The marks of this new and uglier world are everywhere. We have become conditioned to accept that viciously tearing down complete strangers online is normal and admirable, and that it is right and proper for a bad tweet from decades ago to ruin someone’s life. A new vocabulary – “doom-scrolling!” “hate-reading!” – is now necessary to capture how dysfunctional online activity has become. Even worse, these poisonous dynamics have leached into our offline lives, in the form of broken relationships, decreased attention spans, and damaged mental health. 

This doesn’t mean that social media cannot be used in productive ways, that ads and algorithms are evil in themselves, or that we users don’t bear responsibility for our own behavior. Rather, all of it shows that we are paying in the wrong currency, with devastating consequences. When platforms make their livings by harvesting and selling our attention, they achieve that by shoving unsolicited junk into our minds, while we obediently scroll down and down and down. 

One day, we will look back on this early era as a dark age, when we wrongly assumed that no one would pay for great writing on the internet, that writers could be valued only by how much attention they could command, and that readers could be played for suckers. The good news is that there is finally a clear way out.

It all starts by paying with a currency we can understand and measure: money. This is how we take back control.

With money, you know exactly what you’re paying and to whom, and you can cancel payments when you want. Transactions become transparent, and incentives become properly aligned. While platforms that depend on ad sales must harvest attention any way they can, platforms that depend on people’s willingness to pay must foster trust and satisfaction. Writers succeed only if readers are happy, and in turn platforms succeed only if writers are happy. In this world, users are finally at the table rather than on the menu. 

For writers, this means being able to control their relationships with their audience instead of being mediated by fickle corporations whose algorithms decide what gets the most attention. It means independent writers can be well paid by the people who value their work instead of having to play hunger games for a share of an advertising pie where the biggest slices always go to the platforms. And when they answer to their readers instead of to the platform, writers are free to do their best work. 

For readers, the effect is just as profound. It means having more control over what you put in your mind. When an engagement-based algorithm isn’t prompting you to scroll just a little further down the feed, you are free to make content consumption decisions thoughtfully and intentionally, based on what you find trustworthy. 
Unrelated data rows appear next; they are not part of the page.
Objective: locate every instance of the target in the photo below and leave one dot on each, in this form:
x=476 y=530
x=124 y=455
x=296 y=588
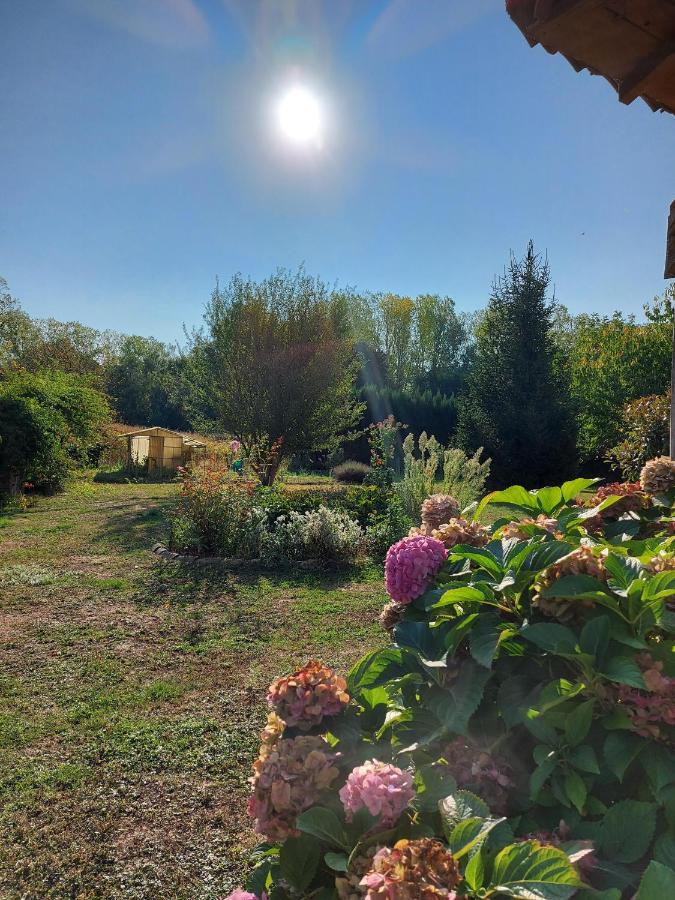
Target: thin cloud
x=406 y=27
x=170 y=23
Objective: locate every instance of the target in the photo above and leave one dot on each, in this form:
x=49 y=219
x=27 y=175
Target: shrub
x=351 y=472
x=462 y=476
x=48 y=424
x=498 y=746
x=646 y=434
x=214 y=514
x=329 y=535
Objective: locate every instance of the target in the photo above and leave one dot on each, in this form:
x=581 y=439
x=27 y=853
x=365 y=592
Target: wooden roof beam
x=637 y=81
x=547 y=10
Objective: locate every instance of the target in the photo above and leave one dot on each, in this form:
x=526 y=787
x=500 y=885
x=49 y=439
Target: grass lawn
x=132 y=693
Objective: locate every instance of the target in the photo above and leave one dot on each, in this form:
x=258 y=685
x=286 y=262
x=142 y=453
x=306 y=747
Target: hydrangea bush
x=515 y=739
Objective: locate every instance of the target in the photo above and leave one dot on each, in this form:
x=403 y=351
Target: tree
x=514 y=406
x=48 y=424
x=276 y=366
x=144 y=381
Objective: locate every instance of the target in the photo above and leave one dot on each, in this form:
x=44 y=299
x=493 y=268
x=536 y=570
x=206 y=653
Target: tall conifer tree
x=517 y=402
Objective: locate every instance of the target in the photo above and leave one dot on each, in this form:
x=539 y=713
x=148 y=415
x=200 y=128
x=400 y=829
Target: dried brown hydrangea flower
x=461 y=531
x=581 y=561
x=437 y=510
x=658 y=475
x=412 y=870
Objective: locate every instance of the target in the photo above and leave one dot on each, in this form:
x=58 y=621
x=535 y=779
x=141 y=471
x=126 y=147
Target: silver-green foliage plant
x=430 y=468
x=464 y=476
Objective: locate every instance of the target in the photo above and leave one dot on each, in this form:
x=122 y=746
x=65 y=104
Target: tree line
x=294 y=366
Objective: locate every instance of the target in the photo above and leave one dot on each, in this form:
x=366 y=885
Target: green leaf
x=541 y=775
x=624 y=670
x=576 y=790
x=551 y=637
x=627 y=830
x=462 y=805
x=572 y=489
x=657 y=883
x=433 y=783
x=664 y=850
x=515 y=497
x=533 y=872
x=580 y=586
x=620 y=749
x=623 y=569
x=584 y=758
x=594 y=638
x=484 y=640
x=479 y=593
x=454 y=706
x=376 y=668
x=578 y=722
x=299 y=858
x=469 y=834
x=481 y=557
x=336 y=861
x=324 y=824
x=474 y=874
x=550 y=500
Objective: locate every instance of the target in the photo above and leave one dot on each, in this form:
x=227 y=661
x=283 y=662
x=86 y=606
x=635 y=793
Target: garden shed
x=161 y=448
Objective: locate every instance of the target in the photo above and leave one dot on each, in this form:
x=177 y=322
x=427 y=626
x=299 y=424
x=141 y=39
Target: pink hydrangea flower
x=242 y=895
x=304 y=698
x=384 y=790
x=410 y=565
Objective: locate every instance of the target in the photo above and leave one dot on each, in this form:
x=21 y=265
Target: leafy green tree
x=145 y=382
x=612 y=361
x=276 y=365
x=515 y=406
x=48 y=424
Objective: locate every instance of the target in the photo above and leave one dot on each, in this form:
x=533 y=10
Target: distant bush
x=646 y=429
x=49 y=423
x=351 y=472
x=429 y=468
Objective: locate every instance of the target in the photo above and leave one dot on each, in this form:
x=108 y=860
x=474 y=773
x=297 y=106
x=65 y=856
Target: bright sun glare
x=300 y=117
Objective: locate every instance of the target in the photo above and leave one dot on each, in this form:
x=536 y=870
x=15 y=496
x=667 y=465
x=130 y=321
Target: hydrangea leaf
x=627 y=830
x=532 y=872
x=299 y=858
x=324 y=824
x=657 y=883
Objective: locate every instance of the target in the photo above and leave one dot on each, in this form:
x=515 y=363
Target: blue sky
x=139 y=156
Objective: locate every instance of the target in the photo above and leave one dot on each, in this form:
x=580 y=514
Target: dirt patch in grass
x=132 y=696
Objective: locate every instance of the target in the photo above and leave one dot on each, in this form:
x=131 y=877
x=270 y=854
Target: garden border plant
x=516 y=737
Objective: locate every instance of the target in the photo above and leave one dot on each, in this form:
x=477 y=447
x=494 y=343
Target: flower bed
x=515 y=738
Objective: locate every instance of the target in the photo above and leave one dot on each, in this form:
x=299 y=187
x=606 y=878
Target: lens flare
x=300 y=118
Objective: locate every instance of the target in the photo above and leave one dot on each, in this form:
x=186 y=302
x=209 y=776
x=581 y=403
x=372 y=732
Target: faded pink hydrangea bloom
x=412 y=870
x=239 y=894
x=287 y=779
x=410 y=565
x=307 y=696
x=384 y=790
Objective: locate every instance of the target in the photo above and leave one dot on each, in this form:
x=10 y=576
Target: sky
x=141 y=156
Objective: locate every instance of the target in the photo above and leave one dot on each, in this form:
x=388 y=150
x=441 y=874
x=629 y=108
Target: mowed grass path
x=132 y=694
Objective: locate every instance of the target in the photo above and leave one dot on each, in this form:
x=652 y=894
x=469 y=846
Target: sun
x=300 y=117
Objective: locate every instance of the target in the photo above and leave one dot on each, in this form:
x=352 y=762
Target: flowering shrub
x=307 y=696
x=498 y=747
x=384 y=790
x=410 y=565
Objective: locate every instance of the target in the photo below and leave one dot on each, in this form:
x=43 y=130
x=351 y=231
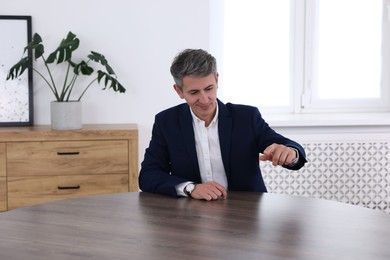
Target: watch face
x=191 y=187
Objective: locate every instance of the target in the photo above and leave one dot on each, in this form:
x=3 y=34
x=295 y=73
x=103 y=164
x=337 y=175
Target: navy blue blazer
x=171 y=156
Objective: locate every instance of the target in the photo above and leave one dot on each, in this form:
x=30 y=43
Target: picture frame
x=16 y=96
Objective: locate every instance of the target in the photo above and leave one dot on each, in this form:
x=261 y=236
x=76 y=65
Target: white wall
x=138 y=37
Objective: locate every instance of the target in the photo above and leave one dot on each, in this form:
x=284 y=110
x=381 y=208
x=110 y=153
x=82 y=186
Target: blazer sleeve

We know it can work, because it already does. Creator-focused companies such as Teachable (courses and coaching), Clubhouse (live audio), and Substack are subverting the attention economy by putting people, not platforms, in charge. These companies are all young, but they already account for millions of daily active users and hundreds of millions of dollars of economic activity, the majority of which accrues to the creators. In fact, this model is working so well that even the social media giants now are dabbling in it – a welcome development, albeit one that evokes Joe Camel offering you a Nicorette.

Still, the ad peddlers will continue to claim that their product is “free,” and that the memes, trolls, and hot takes on their platforms are minor side effects rather than the active ingredients. But we now know that the lower the price, the more we’re paying. 

We all thought we had lost our minds, but it turns out we just pawned them. Now it’s time to buy them back.